Thursday, September 30, 2010

Ruth Reichl's 70s Pumpkin Soup

This isn't a soup, actually, it's more like a gratin baked right inside the pumpkin. I was 21, and I didn't care that it was incredibly rich. Today I mix the cream with chicken broth (about a cup and a half of cream to about a cup of broth). It's STILL pretty much of a heart-stopper but it's irresistible.

Another helpful hint: If you brush the outside of the pumpkin with oil, it will look better when it emerges.

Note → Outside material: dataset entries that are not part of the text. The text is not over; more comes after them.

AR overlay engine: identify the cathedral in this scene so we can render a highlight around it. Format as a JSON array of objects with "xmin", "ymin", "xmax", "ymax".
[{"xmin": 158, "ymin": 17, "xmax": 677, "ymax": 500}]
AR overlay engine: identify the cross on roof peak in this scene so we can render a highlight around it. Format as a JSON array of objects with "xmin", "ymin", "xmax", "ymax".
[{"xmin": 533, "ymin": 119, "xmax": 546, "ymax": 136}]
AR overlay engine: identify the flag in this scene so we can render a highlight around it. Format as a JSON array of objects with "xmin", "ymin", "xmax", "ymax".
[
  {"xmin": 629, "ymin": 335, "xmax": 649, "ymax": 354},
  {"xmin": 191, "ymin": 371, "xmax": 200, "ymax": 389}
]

Go out and buy a fairly small pumpkin with a flat bottom. Cut off the top, as if you were going to carve a jack-o-lantern, and hollow it out. Spread the seeds out and dry them to eat later.

Now get a good loaf of French bread, slice it and toast it lightly. Grate a goodly amount of one of the Swiss cheeses (Emmenthaler, Gruyere or Appenzeller). Layer the toast and cheese inside the pumpkin until it's almost fill. Then fill the pumpkin up with cream. Add the salt, pepper and nutmeg, replace the top of the pumpkin and bake in a 300 degree oven for about 2 hours.

Bring the whole pumpkin to the table. When you serve it be sure to scoop out the pumpkin flesh with the cheese and the cream. Serve with a light second course.